In [1]:
import glob
import random
from typing import List
from collections import defaultdict

import pandas as pd
import os

import numpy as np
from numpy.random import choice

import torch
import torch.nn as nn
import torch.optim as optim
import torch.nn.functional as F
from torch.utils.data import Dataset, DataLoader

from symusic import Score
from miditok import REMI, TokenizerConfig

  from .autonotebook import tqdm as notebook_tqdm


In [2]:
ROOT = "maestro-v3.0.0"            # change if you unpacked elsewhere
meta = pd.read_csv(os.path.join(ROOT, "maestro-v3.0.0.csv"))

def list_midi_files(split):
    paths = meta.loc[meta["split"] == split, "midi_filename"]
    return [os.path.join(ROOT, p) for p in paths]
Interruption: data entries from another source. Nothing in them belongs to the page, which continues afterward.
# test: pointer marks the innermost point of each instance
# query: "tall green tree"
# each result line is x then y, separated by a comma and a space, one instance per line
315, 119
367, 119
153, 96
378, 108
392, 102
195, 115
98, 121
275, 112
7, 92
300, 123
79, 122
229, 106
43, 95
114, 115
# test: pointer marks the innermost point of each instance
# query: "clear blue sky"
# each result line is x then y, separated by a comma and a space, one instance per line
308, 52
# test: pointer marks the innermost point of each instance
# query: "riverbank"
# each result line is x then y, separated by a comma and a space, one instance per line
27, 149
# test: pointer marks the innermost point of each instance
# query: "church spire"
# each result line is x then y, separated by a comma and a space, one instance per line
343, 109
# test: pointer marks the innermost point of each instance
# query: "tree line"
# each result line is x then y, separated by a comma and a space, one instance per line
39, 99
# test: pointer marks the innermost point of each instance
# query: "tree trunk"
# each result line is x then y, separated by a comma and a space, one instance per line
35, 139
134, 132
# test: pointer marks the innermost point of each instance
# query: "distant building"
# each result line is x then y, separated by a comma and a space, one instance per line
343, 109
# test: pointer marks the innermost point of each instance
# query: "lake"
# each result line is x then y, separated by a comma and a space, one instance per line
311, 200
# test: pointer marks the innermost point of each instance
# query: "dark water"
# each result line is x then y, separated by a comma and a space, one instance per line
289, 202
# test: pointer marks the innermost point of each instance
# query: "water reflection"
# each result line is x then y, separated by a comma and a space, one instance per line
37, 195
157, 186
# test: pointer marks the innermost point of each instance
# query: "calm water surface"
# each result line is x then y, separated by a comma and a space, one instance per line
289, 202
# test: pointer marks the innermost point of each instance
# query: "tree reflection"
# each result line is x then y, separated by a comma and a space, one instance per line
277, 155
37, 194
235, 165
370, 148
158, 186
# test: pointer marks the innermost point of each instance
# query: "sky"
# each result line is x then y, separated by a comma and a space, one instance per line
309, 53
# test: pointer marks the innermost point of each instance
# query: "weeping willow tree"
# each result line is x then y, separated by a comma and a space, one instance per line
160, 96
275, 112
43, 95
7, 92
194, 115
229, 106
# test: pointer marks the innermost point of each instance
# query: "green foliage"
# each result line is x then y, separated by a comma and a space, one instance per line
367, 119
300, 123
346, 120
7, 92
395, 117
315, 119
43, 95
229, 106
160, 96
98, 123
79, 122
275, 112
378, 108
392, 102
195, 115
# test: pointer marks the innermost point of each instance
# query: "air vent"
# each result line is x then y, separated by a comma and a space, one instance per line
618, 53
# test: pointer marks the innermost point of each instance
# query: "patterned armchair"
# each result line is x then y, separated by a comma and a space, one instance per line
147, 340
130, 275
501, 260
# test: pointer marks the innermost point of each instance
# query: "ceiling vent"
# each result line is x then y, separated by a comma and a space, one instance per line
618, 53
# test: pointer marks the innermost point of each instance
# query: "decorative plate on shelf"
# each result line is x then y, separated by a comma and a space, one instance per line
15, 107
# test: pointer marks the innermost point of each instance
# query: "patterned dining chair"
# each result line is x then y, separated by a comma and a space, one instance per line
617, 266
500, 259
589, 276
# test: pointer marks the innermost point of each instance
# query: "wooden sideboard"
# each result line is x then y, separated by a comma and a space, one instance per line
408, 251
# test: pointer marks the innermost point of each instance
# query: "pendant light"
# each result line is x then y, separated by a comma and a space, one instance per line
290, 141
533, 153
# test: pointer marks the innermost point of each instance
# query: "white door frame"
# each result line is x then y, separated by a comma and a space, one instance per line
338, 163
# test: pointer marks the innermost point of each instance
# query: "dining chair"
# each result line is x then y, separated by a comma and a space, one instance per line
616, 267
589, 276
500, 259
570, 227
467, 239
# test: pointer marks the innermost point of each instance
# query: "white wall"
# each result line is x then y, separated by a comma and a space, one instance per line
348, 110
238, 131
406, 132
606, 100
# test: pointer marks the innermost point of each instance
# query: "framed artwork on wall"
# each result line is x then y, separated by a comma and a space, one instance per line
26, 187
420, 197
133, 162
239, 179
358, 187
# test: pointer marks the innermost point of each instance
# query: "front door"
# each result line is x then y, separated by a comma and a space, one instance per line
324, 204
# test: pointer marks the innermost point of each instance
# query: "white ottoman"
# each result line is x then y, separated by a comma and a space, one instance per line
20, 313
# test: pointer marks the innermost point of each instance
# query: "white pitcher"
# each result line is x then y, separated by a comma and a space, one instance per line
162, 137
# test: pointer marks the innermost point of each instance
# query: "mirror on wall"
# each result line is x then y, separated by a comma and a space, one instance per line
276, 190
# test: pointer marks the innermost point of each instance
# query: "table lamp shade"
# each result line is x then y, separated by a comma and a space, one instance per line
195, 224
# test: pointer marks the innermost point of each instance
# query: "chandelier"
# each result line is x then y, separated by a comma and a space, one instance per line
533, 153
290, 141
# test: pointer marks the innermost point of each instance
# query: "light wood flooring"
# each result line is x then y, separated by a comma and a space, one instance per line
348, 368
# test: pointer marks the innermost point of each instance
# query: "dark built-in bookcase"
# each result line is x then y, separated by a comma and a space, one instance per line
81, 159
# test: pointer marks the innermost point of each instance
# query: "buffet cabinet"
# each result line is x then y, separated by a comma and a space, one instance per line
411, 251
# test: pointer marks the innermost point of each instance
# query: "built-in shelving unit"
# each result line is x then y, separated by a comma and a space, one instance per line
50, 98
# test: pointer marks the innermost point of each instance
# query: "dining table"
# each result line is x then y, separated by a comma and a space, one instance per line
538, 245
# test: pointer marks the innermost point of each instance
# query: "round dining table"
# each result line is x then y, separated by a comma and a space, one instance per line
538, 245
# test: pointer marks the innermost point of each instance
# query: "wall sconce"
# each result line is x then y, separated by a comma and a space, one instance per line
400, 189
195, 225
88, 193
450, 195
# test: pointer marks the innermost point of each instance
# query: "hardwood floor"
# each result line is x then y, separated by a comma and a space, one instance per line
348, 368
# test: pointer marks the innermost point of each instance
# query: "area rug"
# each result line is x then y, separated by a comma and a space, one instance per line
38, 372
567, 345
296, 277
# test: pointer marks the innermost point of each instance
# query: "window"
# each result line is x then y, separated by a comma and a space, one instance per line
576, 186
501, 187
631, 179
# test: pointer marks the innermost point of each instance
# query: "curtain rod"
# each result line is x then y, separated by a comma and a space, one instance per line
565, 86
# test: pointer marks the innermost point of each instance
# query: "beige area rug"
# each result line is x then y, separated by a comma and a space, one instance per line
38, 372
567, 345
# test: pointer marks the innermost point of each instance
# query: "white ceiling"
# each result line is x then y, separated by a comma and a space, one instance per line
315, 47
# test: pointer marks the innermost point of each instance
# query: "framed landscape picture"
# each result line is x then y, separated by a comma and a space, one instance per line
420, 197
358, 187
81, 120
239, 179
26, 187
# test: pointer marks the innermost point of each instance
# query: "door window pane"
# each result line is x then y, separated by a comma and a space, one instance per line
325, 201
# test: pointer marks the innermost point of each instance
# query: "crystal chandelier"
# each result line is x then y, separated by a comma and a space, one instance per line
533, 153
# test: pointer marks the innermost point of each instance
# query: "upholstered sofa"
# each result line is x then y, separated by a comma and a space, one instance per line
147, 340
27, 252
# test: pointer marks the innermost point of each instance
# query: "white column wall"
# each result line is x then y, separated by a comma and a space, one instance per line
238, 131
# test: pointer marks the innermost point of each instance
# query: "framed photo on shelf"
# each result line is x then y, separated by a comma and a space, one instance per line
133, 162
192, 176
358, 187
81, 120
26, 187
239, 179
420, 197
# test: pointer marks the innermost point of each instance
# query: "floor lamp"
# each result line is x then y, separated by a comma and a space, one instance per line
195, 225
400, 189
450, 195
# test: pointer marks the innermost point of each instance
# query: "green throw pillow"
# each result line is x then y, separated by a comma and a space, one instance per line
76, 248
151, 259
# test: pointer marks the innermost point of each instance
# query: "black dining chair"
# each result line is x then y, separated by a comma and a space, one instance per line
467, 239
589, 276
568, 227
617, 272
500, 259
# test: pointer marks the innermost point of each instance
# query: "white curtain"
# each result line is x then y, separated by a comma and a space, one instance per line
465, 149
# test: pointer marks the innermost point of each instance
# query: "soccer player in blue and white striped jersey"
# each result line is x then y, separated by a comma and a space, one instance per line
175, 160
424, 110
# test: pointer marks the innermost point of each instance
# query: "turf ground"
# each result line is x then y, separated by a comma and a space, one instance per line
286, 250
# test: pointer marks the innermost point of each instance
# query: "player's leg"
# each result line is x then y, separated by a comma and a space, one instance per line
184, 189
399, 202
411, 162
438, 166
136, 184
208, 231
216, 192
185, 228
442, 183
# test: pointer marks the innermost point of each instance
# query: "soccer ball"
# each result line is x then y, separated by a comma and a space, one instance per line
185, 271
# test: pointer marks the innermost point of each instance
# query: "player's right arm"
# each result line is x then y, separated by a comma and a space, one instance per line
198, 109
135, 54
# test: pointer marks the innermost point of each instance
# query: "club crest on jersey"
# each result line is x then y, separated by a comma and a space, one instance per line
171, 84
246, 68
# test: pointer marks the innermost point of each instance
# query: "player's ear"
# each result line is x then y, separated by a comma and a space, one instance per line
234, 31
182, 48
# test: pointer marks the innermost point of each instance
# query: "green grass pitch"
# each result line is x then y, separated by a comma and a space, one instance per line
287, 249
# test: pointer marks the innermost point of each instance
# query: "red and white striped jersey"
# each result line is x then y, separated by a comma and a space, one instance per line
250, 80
train_files = list_midi_files("train")        # 962 MIDI files
val_files   = list_midi_files("validation")   # 137
test_files  = list_midi_files("test")         # 177


In [3]:
type(train_files[0])
train_files[0].encode('utf-8').decode('utf-8')
print(train_files[0].encode('utf-8'))
str.encode(train_files[0], 'utf-8')

b'maestro-v3.0.0\\2018/MIDI-Unprocessed_Chamber3_MID--AUDIO_10_R3_2018_wav--1.midi'


b'maestro-v3.0.0\\2018/MIDI-Unprocessed_Chamber3_MID--AUDIO_10_R3_2018_wav--1.midi'

Tokenizer

In [None]:
config = TokenizerConfig(num_velocities=1, use_chords=False, use_programs=True)
tokenizer = REMI(config)
tokenizer.train(vocab_size=1000, files_paths=train_files)
tokenizer.save("tokenizer.json")

  super().__init__(tokenizer_config, params)


In [None]:
class MIDIDataset(Dataset):
    def __init__(self, file_paths: List[str], tokenizer):
        self.tokenizer = tokenizer
        self.file_paths = file_paths
    def __len__(self):
        return len(self.file_paths)

    def __getitem__(self, idx):
        midi = Score(self.file_paths[idx])
        tokens = self.tokenizer(midi)
        return np.array(tokens)

In [None]:
train_dataset = MIDIDataset(train_files, tokenizer)
test_dataset = MIDIDataset(test_files, tokenizer)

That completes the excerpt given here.